= Voter Authority Certificate =

UK voter identification

The Voter Authority Certificate (VAC) is a type of voter identification that can be obtained by an eligible United Kingdom voter in lieu of other photo identification (for example, a passport, a full or provisional driving licence, or other eligible document) that a voter may not have. The VAC Web site states that "Your Voter Authority Certificate cannot be used as proof of identification for other reasons, for example to prove your age."

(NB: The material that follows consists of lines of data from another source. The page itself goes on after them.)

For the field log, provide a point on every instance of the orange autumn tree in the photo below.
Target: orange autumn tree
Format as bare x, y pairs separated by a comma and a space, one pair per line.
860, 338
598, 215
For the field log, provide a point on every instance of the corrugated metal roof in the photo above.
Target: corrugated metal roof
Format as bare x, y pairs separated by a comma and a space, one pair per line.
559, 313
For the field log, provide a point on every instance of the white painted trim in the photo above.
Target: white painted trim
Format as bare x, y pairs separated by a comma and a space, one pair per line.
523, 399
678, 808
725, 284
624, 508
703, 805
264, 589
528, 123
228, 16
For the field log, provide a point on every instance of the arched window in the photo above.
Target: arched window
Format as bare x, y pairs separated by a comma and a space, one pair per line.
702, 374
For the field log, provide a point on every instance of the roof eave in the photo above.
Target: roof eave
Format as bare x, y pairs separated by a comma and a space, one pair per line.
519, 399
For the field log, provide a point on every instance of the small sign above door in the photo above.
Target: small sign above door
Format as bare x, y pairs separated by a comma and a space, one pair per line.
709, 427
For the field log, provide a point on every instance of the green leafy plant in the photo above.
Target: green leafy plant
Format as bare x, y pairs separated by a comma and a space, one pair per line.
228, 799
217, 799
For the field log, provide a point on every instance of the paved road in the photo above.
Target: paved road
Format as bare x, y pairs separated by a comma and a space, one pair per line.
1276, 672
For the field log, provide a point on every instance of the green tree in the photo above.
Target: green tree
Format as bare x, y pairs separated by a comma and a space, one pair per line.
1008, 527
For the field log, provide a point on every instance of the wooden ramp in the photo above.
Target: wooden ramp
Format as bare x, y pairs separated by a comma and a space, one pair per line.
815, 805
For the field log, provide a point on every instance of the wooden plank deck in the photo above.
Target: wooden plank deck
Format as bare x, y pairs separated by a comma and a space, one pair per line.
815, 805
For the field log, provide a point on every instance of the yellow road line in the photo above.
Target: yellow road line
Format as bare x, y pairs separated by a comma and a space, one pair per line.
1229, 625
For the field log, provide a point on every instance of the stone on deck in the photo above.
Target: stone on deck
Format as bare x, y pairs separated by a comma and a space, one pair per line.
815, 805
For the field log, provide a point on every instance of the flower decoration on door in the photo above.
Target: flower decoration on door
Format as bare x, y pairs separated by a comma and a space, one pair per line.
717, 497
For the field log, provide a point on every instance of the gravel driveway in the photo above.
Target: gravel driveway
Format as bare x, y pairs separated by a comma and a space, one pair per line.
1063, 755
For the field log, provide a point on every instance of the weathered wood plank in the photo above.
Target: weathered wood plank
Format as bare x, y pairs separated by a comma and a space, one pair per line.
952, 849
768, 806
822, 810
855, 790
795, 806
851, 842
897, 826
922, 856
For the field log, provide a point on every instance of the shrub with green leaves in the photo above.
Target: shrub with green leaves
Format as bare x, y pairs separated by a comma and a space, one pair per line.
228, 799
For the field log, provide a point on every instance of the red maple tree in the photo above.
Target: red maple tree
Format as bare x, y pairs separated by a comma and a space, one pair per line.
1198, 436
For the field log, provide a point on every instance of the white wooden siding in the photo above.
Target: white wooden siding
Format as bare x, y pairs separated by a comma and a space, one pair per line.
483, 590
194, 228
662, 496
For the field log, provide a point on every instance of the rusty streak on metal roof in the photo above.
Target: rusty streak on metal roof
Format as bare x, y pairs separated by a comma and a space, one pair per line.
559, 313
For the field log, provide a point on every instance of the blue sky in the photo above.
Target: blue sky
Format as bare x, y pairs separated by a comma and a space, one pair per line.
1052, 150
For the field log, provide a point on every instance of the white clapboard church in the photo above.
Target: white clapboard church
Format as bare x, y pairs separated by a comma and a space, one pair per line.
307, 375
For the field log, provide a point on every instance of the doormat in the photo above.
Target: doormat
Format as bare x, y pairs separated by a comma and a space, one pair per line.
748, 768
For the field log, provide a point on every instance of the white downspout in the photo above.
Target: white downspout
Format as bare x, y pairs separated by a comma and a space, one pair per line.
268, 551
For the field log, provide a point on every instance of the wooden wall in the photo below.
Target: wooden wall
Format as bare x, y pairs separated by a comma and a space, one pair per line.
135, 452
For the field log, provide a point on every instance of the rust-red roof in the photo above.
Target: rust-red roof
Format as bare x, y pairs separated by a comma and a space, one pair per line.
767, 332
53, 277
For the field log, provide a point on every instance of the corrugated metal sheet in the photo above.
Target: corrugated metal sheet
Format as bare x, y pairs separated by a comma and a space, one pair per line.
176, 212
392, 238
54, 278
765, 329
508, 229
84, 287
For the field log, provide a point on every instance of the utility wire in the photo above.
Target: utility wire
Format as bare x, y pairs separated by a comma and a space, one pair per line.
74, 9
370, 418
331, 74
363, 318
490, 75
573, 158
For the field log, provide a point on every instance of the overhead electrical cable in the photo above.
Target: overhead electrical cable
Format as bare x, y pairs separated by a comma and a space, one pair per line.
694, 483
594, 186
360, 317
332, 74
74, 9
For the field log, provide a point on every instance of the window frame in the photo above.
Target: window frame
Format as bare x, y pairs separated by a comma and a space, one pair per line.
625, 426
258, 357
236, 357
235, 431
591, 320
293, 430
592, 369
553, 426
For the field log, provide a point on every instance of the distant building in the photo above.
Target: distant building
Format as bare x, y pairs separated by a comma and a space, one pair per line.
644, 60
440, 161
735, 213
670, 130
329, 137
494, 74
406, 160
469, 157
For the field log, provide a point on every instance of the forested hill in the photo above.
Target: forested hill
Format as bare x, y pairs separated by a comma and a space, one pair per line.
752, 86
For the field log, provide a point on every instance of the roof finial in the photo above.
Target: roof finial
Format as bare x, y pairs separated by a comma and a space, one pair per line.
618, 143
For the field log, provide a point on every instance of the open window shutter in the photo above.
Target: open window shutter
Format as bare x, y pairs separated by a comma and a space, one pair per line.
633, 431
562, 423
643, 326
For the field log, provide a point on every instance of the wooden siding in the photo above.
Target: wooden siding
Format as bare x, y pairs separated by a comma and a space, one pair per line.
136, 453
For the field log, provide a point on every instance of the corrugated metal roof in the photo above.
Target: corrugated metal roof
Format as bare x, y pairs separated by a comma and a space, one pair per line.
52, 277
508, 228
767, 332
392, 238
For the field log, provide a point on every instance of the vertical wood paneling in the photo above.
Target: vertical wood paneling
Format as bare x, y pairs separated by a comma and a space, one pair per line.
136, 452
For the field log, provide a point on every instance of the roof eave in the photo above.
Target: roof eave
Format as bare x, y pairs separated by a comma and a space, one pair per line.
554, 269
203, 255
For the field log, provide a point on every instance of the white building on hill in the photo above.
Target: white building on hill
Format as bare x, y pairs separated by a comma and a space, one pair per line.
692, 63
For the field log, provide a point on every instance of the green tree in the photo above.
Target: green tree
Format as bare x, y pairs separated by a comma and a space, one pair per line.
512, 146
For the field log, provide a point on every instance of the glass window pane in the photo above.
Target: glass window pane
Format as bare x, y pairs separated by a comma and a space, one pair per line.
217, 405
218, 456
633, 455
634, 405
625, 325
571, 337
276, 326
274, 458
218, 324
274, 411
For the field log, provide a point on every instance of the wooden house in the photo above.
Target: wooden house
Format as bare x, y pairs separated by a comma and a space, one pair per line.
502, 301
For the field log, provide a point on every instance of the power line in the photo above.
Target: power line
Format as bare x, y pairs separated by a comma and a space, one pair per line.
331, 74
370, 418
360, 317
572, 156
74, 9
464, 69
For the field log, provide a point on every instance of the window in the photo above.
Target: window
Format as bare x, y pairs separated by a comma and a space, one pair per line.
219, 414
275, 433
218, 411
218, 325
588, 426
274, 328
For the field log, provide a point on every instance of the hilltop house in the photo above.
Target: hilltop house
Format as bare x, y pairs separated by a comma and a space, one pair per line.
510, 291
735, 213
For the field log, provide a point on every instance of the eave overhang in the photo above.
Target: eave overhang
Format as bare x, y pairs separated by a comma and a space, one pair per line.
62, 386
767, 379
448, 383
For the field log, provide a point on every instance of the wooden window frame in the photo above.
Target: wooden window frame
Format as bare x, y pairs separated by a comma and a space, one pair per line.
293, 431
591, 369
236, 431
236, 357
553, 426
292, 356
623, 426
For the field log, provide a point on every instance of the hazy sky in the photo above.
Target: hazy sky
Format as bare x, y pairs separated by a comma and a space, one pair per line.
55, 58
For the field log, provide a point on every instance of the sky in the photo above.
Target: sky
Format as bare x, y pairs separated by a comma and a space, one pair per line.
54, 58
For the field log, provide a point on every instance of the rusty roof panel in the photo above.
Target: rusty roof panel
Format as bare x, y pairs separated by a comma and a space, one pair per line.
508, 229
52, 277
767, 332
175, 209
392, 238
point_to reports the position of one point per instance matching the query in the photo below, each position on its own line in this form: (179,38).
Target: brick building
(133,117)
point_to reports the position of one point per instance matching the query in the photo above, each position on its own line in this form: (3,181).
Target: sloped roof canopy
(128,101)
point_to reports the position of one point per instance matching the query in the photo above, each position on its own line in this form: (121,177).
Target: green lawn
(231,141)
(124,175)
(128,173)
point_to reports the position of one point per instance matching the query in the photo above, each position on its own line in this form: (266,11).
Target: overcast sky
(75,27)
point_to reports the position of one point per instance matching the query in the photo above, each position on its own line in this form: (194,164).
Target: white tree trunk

This service was established with the Elections Act 2022, which requires voter ID in English local, PCC, and UK-wide elections for the first time. The lack of a national ID card in the UK and non-universal adoption of other forms of ID necessitated this service. Proof of identity with photograph is only required for voting in person. As the Act only covers English local, PCC, and UK-wide elections, voters in Scottish Parliament, Scottish local, Senedd/Welsh Parliament, and Welsh local elections are not required to present a voter ID.

Ahead of the May 2023 local elections, it was reported that only 10,000 people had applied for the certificate, which was just 0.5% of the 2 million people identified as likely lacking any acceptable photo ID. After the elections, research carried out by the Electoral Commission found that only 57% of people were aware that the certificate was available, and only 25,000 were used on polling day.

Shortly before the 2024 general election, it was reported that since their introduction in January 2023, 214,051 applications had been made for the certificate, with 57,418 of those made after the general election was called.